I once was having a conversation with an official in the Federal Government who was advising me how to apply for grants to preserve the endangered languages. His words were, "Please do not tell me you want to video tape Elders so people can learn from those videos." I was going to go there, but his words caused a redirection in my line of questioning.
"Why would you say that?" I queried.
He said that we have countless hours of videos already, but nobody can use them. It is just a whole library of people speaking languages nobody understands. They are great for archival purposes but lousy for revitalisation efforts. The videos are non-indexed, not transcribed nor translated. In a lot of cases, the curators of the video library do not even know what language the recordings are in. The documentation is so poor, the people who put these recordings together were, in retrospect, wasting time. Good recordings but little functionality or applicability. This government person told me to hold my hand out and hold all of my fingers up. Now hide two fingers, he said. He said the Government is interested in funding projects that replace those two fingers with three, each finger representing a Native Language speaker.
I was listening to an Anishinaabe speaker named Antoine Treuer a number of years ago. Something he said has always stayed with me. He said as long as English subtitles were present, nobody would ever have the discipline to learn the language. Learning can only be achieved if the document being read was in the Native Language or the video being viewed was pure Ojibwe. One would assume by looking at my books that I didn't agree with Antoine, however, I would argue the perfect books would have no English in them. I did a market study and found that the books would not be used unless parents and teachers had the context of what the book was saying. I wholeheartedly agree with Mr. Treuer and have accepted his challenge as a concept to embrace in everything I help to create. As well, if one adheres to the philosophy that the languages should only be transferred orally, then books are not going to satisfy this audience anyway. Be it said, that one could argue reading the book aloud to a child is an oral transfer anyway, but we'll save this discussion for another time.

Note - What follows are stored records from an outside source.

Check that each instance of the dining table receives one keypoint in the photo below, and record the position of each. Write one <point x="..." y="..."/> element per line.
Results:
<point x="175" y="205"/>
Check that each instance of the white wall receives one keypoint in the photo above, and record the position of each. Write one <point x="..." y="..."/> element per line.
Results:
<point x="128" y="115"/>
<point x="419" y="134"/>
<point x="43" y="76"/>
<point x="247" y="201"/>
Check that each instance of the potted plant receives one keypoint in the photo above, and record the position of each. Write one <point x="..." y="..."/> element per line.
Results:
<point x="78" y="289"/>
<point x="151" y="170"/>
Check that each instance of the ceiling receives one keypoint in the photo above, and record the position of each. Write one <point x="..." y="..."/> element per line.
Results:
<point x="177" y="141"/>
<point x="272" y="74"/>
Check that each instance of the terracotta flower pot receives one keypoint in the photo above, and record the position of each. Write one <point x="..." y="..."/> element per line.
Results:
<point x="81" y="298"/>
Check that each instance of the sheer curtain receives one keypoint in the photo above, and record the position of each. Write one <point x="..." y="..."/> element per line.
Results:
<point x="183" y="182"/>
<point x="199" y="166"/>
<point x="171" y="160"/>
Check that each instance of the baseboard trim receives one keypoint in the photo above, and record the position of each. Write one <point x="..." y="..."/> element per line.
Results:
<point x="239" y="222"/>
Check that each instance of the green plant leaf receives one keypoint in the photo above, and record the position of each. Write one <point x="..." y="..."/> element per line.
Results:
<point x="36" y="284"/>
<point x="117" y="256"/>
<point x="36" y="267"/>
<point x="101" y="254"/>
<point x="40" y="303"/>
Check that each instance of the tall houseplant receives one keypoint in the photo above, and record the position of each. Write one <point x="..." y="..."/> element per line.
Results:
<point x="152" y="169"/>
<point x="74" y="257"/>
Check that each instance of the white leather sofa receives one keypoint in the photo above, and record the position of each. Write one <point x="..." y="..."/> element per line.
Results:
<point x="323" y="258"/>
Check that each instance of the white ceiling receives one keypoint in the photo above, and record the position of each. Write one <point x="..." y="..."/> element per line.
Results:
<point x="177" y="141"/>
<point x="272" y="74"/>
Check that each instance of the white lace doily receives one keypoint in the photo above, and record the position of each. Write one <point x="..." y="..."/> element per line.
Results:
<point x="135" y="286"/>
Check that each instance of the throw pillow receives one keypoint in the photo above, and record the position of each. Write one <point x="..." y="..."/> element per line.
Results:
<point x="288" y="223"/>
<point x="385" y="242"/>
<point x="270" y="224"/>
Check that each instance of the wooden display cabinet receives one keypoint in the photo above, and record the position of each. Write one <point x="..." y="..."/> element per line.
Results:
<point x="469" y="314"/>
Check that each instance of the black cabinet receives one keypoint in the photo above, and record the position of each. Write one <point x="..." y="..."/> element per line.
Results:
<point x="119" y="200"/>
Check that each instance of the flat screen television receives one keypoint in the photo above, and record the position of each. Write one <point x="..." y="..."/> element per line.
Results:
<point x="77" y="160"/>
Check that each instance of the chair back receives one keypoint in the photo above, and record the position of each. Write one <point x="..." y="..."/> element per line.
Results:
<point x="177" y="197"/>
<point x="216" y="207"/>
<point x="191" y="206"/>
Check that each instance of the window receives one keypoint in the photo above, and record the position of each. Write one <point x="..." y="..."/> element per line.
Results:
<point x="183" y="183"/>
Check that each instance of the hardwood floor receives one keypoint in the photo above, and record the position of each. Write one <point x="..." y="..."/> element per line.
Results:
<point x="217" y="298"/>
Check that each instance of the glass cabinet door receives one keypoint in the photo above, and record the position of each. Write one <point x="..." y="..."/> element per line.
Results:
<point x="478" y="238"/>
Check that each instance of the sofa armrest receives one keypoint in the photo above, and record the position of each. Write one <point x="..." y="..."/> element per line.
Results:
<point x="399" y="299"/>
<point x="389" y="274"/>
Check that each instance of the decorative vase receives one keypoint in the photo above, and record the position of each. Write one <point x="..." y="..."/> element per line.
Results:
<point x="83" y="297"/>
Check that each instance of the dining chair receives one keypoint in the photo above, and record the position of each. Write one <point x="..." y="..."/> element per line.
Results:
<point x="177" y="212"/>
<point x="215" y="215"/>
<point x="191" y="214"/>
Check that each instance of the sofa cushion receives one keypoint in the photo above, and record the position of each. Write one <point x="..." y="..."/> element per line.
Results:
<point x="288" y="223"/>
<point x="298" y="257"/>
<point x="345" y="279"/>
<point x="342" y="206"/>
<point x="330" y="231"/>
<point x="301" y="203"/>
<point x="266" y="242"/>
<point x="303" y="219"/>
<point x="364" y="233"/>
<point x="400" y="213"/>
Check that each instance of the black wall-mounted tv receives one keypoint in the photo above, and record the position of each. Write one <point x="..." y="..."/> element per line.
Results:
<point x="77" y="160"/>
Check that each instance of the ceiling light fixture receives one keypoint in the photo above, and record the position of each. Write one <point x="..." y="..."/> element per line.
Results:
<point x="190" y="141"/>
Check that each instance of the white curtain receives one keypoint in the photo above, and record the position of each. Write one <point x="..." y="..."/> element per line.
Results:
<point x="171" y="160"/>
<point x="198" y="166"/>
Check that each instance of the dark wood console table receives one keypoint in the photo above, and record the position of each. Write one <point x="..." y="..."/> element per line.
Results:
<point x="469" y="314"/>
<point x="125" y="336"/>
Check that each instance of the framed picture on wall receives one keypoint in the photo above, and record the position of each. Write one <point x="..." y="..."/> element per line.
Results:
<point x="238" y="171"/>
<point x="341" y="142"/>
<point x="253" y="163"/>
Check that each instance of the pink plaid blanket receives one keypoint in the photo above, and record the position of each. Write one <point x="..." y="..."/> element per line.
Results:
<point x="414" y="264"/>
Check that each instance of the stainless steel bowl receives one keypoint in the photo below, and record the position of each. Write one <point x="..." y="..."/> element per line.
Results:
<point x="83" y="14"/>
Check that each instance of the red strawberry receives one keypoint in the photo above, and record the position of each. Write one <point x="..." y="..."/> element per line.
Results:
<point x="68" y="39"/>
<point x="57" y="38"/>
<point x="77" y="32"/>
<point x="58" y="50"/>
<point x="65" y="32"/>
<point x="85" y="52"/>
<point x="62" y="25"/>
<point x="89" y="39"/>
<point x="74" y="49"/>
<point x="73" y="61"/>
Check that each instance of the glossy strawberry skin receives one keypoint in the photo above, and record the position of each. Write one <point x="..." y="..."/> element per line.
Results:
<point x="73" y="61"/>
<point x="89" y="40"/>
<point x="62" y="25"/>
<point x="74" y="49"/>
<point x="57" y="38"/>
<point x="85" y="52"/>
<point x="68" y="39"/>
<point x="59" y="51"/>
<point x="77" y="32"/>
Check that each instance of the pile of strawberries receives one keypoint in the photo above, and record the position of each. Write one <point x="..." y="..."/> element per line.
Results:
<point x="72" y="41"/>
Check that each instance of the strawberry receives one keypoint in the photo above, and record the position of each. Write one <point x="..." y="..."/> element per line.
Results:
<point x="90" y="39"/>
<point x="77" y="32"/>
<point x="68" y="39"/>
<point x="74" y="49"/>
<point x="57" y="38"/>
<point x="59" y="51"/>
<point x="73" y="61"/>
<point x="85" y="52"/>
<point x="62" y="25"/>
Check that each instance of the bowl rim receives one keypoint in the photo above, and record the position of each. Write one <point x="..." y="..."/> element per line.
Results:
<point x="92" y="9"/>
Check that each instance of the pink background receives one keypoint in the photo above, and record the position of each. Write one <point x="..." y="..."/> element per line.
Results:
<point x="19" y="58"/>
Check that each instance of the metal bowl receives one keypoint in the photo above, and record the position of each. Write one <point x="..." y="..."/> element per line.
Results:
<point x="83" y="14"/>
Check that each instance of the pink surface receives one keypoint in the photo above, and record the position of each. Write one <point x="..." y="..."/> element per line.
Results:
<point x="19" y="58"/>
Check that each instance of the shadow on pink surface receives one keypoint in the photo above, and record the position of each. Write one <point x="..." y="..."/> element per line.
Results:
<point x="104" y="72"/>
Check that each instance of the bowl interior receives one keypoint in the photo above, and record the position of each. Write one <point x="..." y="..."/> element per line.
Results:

Back to Indigitization. The Children’s Shows we produce with Corporate Films Canada are filmed, created and viewed 100% in Native Languages. In the DVDs, we provide the English transcripts, but one needs to search for these within the disks and they are provided only for reference and context so non-speakers can relate the ideas of the show itself. These Native Language shows are effective because we have chosen an audience aged between 2 and 5 years old. At this age, children are sponges for language acquisition. One source I cite says children at this age learn about 3 to 5,000 words, hence our focus on children. We do not realize when a child is watching an English TV show, they are still learning words, sounds and sentence structures particular to the language being played. I always reflect back to Antoine Treuer every time I get surveys back saying we should have subtitles. Think about it, the request is because the people want to understand what is being said, not to learn the language. I've yet to have a child ask for them.

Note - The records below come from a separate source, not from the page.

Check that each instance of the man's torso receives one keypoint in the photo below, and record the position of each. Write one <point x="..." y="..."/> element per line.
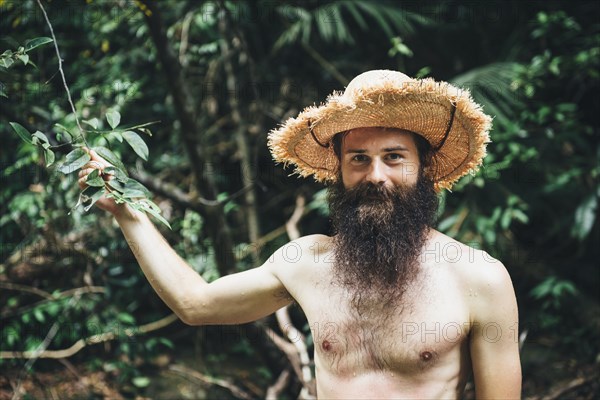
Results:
<point x="417" y="348"/>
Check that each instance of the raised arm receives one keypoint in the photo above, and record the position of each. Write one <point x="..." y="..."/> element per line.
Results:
<point x="232" y="299"/>
<point x="494" y="336"/>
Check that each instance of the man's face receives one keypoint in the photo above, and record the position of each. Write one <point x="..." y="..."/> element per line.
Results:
<point x="381" y="211"/>
<point x="386" y="157"/>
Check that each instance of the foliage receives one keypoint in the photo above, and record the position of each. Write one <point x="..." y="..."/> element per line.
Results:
<point x="533" y="205"/>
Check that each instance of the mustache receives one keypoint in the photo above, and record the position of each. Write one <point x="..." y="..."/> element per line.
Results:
<point x="369" y="191"/>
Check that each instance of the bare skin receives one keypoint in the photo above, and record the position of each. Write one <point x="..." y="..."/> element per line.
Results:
<point x="459" y="319"/>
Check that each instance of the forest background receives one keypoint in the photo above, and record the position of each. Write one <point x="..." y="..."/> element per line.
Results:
<point x="77" y="317"/>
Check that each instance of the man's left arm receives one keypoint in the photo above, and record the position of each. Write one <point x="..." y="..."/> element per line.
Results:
<point x="494" y="336"/>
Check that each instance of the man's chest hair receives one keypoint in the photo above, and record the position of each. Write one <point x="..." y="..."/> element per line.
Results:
<point x="407" y="337"/>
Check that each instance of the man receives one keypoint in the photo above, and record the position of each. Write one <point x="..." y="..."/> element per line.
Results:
<point x="396" y="309"/>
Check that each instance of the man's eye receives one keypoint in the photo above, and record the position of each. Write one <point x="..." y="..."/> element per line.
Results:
<point x="394" y="157"/>
<point x="359" y="158"/>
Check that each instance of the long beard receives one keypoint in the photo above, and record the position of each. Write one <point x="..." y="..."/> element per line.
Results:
<point x="379" y="235"/>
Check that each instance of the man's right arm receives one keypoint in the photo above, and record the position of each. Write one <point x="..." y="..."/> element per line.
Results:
<point x="232" y="299"/>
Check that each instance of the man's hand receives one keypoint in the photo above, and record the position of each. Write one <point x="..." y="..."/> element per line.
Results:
<point x="97" y="162"/>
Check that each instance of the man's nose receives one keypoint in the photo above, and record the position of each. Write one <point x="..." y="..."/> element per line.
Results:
<point x="376" y="172"/>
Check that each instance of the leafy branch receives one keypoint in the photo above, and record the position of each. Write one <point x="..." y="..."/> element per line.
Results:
<point x="114" y="181"/>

So there we have it, a bunch of preamble but let's get back to some of the benefits of Indigitization. We're currently Indigitizing some Native Languages into a translation tool so daycare workers can produce their own lessons and material. We are customizing the interface of the display, based on daycare workers requests, so the work we produce will get used. If a teacher in Japan wants to teach Ojibwe verb conjugation, they now have the capability because the Internet has provided access independent of location and free from proximity to speakers. The Children’s shows are only using Native Language with no English whatsoever. The children are exposed to the language in an immersion setting where the parent, teacher or daycare worker needs no prior knowledge of the language. Optimally, of course, a Native Language speaker can augment the experience more effectively and authentically. In the absence of a Native Speaker, through Indigitization, the sounds, sentence structure and vocabulary can still be transferred to the child because it is indexed in a retrievable manner.

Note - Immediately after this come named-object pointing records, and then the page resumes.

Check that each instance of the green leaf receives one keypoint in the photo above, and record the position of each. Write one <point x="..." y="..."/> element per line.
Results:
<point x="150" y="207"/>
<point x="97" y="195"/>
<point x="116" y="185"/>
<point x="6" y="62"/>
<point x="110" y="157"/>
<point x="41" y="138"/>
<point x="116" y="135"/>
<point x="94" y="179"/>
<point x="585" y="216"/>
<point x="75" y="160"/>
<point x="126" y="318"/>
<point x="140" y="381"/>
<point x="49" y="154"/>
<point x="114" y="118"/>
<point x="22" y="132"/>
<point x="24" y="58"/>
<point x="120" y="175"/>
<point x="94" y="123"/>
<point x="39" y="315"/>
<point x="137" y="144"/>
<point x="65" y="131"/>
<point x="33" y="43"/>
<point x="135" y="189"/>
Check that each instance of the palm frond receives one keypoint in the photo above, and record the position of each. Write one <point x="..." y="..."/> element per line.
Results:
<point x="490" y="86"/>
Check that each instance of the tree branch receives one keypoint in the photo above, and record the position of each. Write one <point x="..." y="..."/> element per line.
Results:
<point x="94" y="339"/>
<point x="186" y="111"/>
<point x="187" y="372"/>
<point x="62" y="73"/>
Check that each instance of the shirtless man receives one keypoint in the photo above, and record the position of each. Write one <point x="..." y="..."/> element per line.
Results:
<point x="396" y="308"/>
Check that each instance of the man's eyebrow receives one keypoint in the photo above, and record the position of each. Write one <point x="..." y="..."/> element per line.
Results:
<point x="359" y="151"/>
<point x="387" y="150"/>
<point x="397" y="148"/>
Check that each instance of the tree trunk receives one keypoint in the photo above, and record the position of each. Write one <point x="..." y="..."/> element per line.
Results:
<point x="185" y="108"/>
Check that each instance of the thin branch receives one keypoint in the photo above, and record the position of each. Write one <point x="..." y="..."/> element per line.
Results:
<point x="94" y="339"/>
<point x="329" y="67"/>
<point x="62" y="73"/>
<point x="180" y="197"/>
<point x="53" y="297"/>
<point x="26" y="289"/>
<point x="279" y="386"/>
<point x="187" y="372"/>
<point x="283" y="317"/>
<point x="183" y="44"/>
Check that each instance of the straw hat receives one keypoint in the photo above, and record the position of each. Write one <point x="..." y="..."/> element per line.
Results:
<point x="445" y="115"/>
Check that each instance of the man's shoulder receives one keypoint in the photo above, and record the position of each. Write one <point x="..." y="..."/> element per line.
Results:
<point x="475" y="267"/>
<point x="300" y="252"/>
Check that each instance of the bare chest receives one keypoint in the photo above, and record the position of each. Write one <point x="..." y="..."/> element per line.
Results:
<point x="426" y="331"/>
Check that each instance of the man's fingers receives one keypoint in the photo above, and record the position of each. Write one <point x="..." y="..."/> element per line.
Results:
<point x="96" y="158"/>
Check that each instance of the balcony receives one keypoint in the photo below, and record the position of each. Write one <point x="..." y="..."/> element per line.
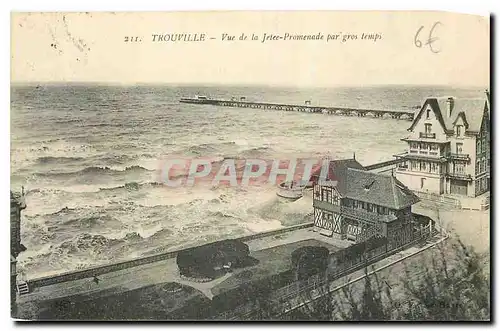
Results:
<point x="402" y="168"/>
<point x="459" y="156"/>
<point x="326" y="206"/>
<point x="424" y="156"/>
<point x="364" y="216"/>
<point x="461" y="176"/>
<point x="427" y="135"/>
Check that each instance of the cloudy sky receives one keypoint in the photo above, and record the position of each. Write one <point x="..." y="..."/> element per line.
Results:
<point x="91" y="47"/>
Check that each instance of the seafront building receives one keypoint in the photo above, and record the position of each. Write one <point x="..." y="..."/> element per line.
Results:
<point x="448" y="147"/>
<point x="357" y="204"/>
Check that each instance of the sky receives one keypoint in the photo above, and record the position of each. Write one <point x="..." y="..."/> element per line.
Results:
<point x="91" y="47"/>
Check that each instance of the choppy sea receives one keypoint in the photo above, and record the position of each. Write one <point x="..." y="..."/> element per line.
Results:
<point x="90" y="160"/>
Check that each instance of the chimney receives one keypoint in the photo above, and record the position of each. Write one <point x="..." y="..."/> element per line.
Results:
<point x="450" y="103"/>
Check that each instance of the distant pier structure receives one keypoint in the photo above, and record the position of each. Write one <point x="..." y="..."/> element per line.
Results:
<point x="17" y="204"/>
<point x="242" y="102"/>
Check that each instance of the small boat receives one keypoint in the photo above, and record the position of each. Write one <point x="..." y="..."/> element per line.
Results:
<point x="291" y="190"/>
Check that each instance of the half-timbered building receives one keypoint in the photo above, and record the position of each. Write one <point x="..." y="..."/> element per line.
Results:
<point x="356" y="204"/>
<point x="448" y="147"/>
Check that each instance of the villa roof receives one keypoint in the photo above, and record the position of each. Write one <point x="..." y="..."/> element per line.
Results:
<point x="379" y="189"/>
<point x="470" y="109"/>
<point x="354" y="182"/>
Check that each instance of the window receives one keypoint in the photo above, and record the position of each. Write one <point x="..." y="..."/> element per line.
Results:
<point x="459" y="168"/>
<point x="434" y="167"/>
<point x="428" y="128"/>
<point x="326" y="195"/>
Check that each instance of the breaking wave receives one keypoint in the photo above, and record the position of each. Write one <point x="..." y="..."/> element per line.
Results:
<point x="96" y="171"/>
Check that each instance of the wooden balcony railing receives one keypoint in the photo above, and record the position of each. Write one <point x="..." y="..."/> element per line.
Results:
<point x="461" y="176"/>
<point x="427" y="135"/>
<point x="360" y="214"/>
<point x="459" y="156"/>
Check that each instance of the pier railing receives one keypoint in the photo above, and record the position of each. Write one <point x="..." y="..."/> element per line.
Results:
<point x="288" y="298"/>
<point x="99" y="270"/>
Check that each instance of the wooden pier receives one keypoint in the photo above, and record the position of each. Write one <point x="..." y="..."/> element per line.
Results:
<point x="307" y="108"/>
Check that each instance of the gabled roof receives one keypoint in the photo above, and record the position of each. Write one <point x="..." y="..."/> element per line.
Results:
<point x="354" y="182"/>
<point x="379" y="189"/>
<point x="337" y="169"/>
<point x="472" y="109"/>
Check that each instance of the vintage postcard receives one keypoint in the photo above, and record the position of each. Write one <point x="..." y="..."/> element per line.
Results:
<point x="242" y="166"/>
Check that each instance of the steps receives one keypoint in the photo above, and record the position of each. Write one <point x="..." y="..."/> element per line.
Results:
<point x="23" y="288"/>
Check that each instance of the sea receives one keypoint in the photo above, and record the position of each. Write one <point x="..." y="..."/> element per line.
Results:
<point x="89" y="158"/>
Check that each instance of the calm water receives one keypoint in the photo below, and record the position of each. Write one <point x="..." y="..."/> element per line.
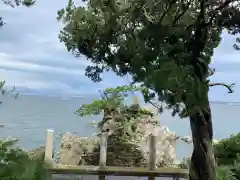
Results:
<point x="28" y="117"/>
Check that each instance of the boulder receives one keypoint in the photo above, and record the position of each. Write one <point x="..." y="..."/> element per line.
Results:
<point x="73" y="149"/>
<point x="37" y="154"/>
<point x="125" y="148"/>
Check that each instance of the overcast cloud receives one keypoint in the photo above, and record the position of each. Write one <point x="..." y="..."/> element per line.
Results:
<point x="33" y="59"/>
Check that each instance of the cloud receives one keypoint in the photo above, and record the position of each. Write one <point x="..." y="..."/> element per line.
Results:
<point x="33" y="59"/>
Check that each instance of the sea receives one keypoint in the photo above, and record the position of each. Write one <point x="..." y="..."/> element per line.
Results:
<point x="29" y="116"/>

The people I work with on these projects are amazing. To a person, they want to make a difference but they didn't know they had the ability to have impact on a much broader scale. Their work has immortality, in a way, because once published on the Internet, Indigitized content is almost impossible to remove. The advent of the Internet provides access anywhere, anytime. Indexing the material in a consumable way through Indigitization creates a permanent lesson for use, even if language knowledge disappears in a certain geographical area. Clearly, this is not to replace real life lessons, nor is Indigitization used to replace things like Elders' teachings or learning from the land, for example. But it is better than raising your kids to speak and act like me.